Date of Award

Spring 2002

Document Type

Thesis

Department

English

Abstract

The three excerpts from Amitav Ghosh's novels find the main characters speculating about the relationship between organizational structures, epistemology and knowledge production. In the first excerpt, Arjun tells Dinu that he does not believe that the colonial bureaucracy known as the British Anny will continue to exist if the policy of separating Indian and British officers persists. Anticipating the problems created from Indians holding leadership positions, he doubts that the British Anny "can go on." Murugan explains how the counter-scientists operate in the second excerpt, noting that members were revising epistemology by distorting knowledge through mutation.

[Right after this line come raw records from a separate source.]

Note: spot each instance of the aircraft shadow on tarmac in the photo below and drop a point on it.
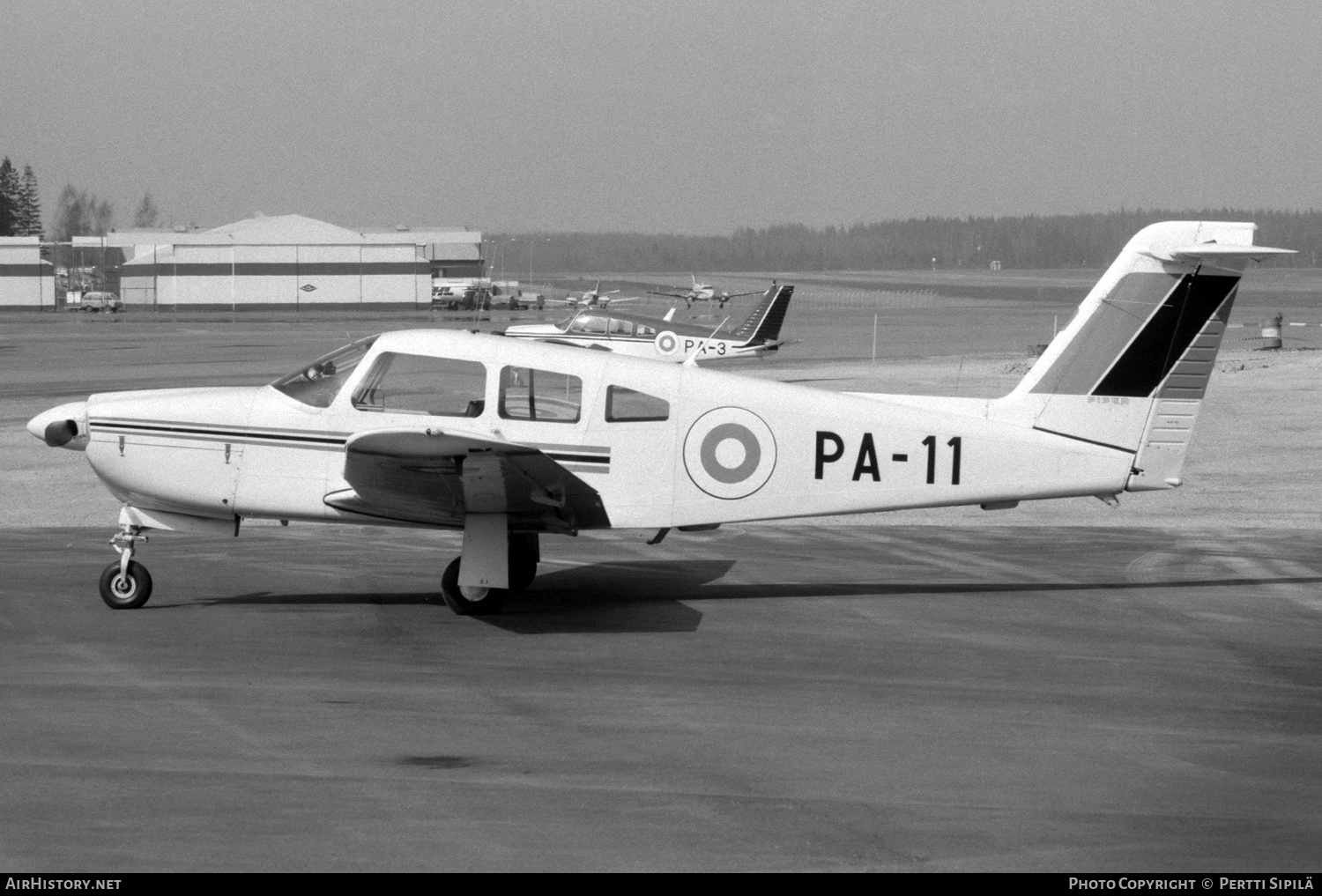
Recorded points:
(647, 595)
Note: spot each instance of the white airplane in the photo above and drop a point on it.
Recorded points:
(594, 298)
(701, 292)
(510, 439)
(665, 340)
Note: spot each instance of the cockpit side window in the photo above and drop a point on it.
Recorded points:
(544, 396)
(589, 324)
(423, 385)
(319, 382)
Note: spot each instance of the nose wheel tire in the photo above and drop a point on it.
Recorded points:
(123, 591)
(467, 600)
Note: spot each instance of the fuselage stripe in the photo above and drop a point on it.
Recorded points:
(213, 433)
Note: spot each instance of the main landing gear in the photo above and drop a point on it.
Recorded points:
(126, 584)
(470, 600)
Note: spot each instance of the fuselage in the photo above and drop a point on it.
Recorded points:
(710, 447)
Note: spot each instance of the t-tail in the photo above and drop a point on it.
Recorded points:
(1132, 367)
(761, 330)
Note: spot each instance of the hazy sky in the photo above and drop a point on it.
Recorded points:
(664, 116)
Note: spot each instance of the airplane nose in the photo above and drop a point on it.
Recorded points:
(60, 426)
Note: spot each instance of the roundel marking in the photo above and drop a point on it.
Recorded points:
(666, 343)
(730, 452)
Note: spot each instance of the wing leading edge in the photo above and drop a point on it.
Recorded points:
(428, 476)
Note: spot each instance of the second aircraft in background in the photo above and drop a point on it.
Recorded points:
(663, 338)
(701, 292)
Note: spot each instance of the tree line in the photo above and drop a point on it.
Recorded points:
(20, 204)
(78, 213)
(1076, 241)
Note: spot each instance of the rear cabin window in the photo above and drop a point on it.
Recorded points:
(545, 396)
(629, 406)
(420, 383)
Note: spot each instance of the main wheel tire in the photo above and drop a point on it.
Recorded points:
(126, 592)
(524, 555)
(467, 600)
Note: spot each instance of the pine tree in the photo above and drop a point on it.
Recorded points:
(29, 204)
(8, 197)
(79, 213)
(147, 216)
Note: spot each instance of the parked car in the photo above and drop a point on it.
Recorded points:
(105, 301)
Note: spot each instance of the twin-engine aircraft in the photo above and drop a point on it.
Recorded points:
(665, 340)
(510, 439)
(701, 292)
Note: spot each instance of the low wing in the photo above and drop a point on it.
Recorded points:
(434, 478)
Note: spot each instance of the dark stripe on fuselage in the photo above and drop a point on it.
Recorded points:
(1165, 337)
(578, 459)
(214, 433)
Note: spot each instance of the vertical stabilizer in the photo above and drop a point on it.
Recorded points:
(763, 324)
(1133, 365)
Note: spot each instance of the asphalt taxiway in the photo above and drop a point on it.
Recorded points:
(755, 698)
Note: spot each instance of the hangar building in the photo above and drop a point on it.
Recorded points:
(26, 280)
(291, 261)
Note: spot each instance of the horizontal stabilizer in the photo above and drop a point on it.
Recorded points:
(1218, 251)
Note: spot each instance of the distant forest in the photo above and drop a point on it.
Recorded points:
(1078, 241)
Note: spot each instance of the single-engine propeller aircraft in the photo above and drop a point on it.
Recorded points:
(594, 298)
(512, 439)
(701, 292)
(664, 340)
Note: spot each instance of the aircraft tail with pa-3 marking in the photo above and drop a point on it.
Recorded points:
(1132, 367)
(761, 327)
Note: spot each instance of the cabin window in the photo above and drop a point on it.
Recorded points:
(319, 382)
(631, 406)
(589, 324)
(544, 396)
(425, 385)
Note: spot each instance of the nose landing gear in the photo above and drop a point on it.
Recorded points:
(524, 557)
(126, 584)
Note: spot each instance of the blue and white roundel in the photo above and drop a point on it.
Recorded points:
(730, 452)
(666, 343)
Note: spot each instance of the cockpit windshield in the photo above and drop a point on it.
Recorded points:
(319, 382)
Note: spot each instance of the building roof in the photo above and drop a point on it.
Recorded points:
(293, 230)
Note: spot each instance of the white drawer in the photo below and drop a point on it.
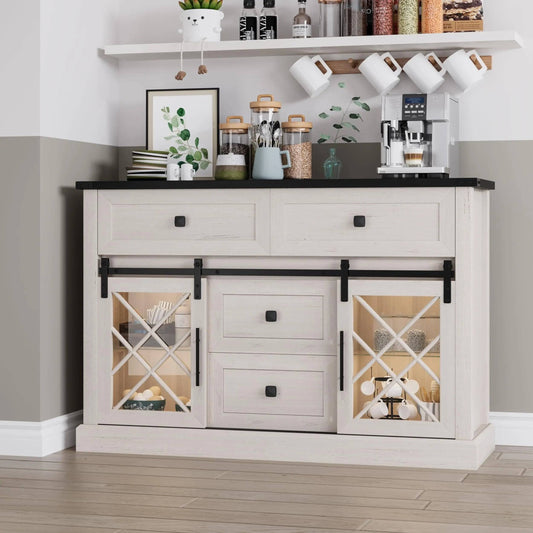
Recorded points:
(302, 390)
(272, 316)
(216, 222)
(397, 222)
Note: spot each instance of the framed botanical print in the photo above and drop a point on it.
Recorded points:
(184, 122)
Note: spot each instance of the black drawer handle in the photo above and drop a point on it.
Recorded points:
(271, 316)
(271, 391)
(180, 222)
(359, 221)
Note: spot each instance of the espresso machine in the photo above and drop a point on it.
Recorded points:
(420, 135)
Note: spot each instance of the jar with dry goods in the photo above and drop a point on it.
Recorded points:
(297, 141)
(432, 16)
(234, 138)
(330, 18)
(383, 12)
(354, 18)
(408, 16)
(265, 129)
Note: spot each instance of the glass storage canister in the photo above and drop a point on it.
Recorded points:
(432, 16)
(408, 15)
(297, 141)
(265, 129)
(330, 18)
(354, 18)
(383, 13)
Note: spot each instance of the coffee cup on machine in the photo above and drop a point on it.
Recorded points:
(381, 71)
(425, 71)
(466, 68)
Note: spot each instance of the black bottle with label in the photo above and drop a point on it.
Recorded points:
(268, 21)
(248, 22)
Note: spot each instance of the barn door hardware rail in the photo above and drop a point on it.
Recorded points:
(447, 274)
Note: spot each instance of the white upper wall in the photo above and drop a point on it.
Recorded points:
(494, 110)
(79, 89)
(19, 68)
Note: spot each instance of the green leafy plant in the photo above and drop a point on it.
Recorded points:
(201, 4)
(187, 149)
(345, 120)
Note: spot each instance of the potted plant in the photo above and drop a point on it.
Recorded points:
(201, 20)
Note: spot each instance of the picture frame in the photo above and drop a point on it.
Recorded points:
(185, 123)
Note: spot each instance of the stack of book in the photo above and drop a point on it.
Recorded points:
(148, 164)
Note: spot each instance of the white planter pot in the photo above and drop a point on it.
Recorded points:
(200, 24)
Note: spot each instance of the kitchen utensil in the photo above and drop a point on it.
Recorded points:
(312, 73)
(466, 68)
(268, 164)
(425, 71)
(381, 71)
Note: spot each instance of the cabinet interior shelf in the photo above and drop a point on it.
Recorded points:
(486, 41)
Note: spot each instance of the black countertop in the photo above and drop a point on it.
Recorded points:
(286, 184)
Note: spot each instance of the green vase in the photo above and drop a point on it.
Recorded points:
(332, 166)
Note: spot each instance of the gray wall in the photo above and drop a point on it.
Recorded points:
(19, 279)
(41, 272)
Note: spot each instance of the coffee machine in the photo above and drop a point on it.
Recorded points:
(420, 135)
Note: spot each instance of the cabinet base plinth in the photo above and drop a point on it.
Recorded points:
(293, 447)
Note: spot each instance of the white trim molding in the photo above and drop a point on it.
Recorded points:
(513, 429)
(38, 439)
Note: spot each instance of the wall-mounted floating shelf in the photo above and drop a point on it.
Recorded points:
(442, 42)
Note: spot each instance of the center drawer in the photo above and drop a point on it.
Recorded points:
(183, 222)
(275, 392)
(272, 316)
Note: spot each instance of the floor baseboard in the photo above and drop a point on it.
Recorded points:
(38, 439)
(513, 429)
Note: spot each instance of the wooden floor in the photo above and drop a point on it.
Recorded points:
(88, 493)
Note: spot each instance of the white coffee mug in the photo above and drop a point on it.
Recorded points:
(310, 76)
(382, 75)
(463, 69)
(368, 387)
(407, 410)
(173, 172)
(187, 172)
(427, 75)
(379, 410)
(395, 390)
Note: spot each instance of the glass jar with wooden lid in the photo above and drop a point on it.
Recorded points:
(297, 141)
(234, 138)
(330, 18)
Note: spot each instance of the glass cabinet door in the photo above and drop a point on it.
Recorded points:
(398, 360)
(151, 354)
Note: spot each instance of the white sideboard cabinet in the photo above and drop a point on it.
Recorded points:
(325, 321)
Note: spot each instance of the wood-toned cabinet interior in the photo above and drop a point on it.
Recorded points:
(278, 328)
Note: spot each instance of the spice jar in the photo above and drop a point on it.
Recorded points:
(383, 12)
(408, 16)
(234, 138)
(432, 16)
(297, 141)
(353, 18)
(265, 130)
(330, 18)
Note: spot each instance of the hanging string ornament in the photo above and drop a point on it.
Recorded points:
(202, 69)
(181, 74)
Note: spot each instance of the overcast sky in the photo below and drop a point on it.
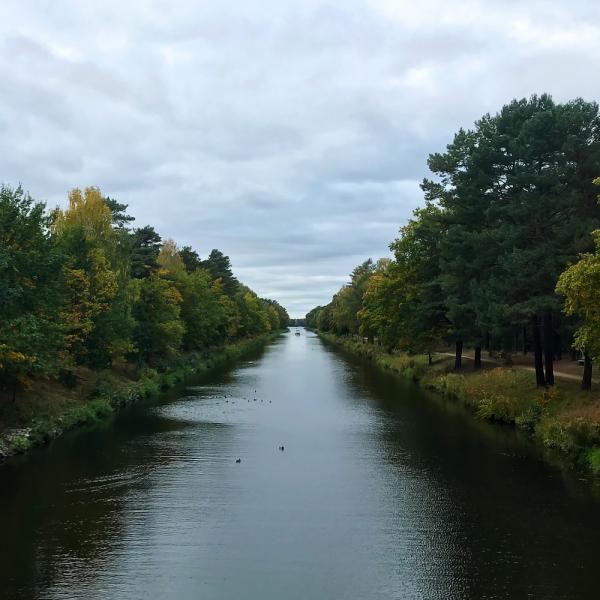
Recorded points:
(290, 135)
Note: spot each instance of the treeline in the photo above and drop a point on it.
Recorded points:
(81, 286)
(501, 256)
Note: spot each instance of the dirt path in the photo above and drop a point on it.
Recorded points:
(557, 373)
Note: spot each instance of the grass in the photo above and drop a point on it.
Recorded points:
(562, 417)
(48, 408)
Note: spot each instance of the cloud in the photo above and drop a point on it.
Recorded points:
(290, 136)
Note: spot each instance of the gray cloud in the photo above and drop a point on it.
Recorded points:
(291, 136)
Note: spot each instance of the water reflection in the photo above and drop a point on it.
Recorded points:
(380, 493)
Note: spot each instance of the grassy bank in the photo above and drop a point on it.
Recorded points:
(561, 418)
(49, 408)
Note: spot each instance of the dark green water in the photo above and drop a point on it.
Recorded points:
(380, 493)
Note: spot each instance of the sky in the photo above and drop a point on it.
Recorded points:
(290, 135)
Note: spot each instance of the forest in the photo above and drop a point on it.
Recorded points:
(505, 253)
(83, 287)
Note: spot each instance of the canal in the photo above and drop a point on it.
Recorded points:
(379, 493)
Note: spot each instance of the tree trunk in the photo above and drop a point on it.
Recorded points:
(537, 353)
(477, 362)
(458, 356)
(548, 348)
(586, 381)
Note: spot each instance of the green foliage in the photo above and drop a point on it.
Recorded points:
(580, 285)
(511, 205)
(80, 287)
(31, 333)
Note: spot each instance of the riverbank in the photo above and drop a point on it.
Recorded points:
(50, 408)
(561, 418)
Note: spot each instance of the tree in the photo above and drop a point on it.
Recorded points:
(580, 285)
(421, 310)
(145, 247)
(159, 329)
(517, 198)
(169, 259)
(91, 280)
(30, 293)
(348, 301)
(219, 266)
(190, 258)
(203, 311)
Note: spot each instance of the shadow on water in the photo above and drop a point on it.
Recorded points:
(382, 492)
(66, 503)
(502, 521)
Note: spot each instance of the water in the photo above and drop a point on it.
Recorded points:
(380, 493)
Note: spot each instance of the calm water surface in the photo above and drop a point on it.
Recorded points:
(380, 493)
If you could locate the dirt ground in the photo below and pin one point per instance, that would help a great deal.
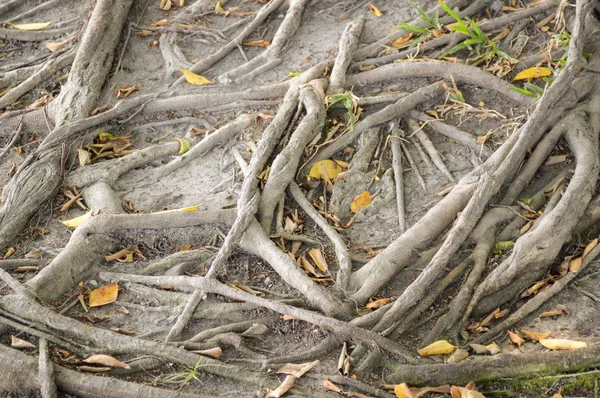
(214, 181)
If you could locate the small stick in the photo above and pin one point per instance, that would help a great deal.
(413, 165)
(398, 177)
(430, 148)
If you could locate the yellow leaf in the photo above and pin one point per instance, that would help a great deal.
(104, 295)
(375, 11)
(194, 79)
(318, 258)
(362, 200)
(325, 169)
(515, 338)
(562, 344)
(184, 145)
(402, 391)
(533, 73)
(536, 336)
(107, 360)
(377, 303)
(439, 347)
(77, 221)
(31, 26)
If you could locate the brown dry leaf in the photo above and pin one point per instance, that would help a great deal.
(9, 252)
(362, 200)
(326, 384)
(536, 336)
(533, 73)
(463, 392)
(19, 343)
(575, 264)
(95, 369)
(211, 352)
(439, 347)
(562, 344)
(126, 91)
(377, 303)
(257, 43)
(317, 257)
(104, 295)
(515, 338)
(458, 356)
(297, 370)
(283, 388)
(106, 360)
(375, 11)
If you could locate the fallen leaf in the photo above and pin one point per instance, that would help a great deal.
(297, 370)
(104, 295)
(325, 169)
(283, 388)
(562, 344)
(126, 91)
(515, 338)
(533, 73)
(184, 146)
(257, 43)
(536, 336)
(458, 356)
(317, 257)
(84, 157)
(211, 352)
(77, 221)
(106, 360)
(193, 78)
(19, 343)
(439, 347)
(362, 200)
(31, 26)
(375, 11)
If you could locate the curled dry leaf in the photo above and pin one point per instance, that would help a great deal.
(440, 347)
(211, 352)
(377, 303)
(283, 387)
(193, 78)
(515, 338)
(297, 370)
(325, 169)
(104, 295)
(536, 336)
(362, 200)
(19, 343)
(533, 73)
(77, 221)
(106, 360)
(562, 344)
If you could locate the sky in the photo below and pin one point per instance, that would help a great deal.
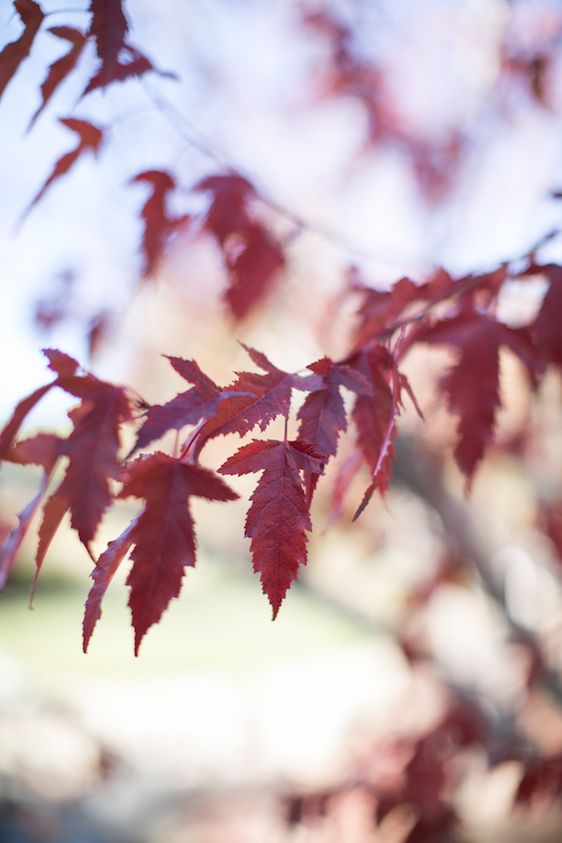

They were not following the traditional trajectory of accumulating knowledge, like capital, in a linear sense. Finally, the narrator of, In An Antique Land notes with despair that he and the religious leader, the Imam, had collapsed a centuries-old dialogue between Egypt and India by articulating the vernacular of Western academic historiography. Renouncing topics for comparison that are lodged within the differences and similarities between India and Egypt like religion and agricultural production, the two characters discuss development in Western terms. Ghosh's three novels illustrate that the bureaucratic and Eurocentric configuration of colonial organizations cannot thrive in the contemporary postcolonial and postmodern service economy. Instead, new (anti)-structures should develop to encourage a global production of knowledge.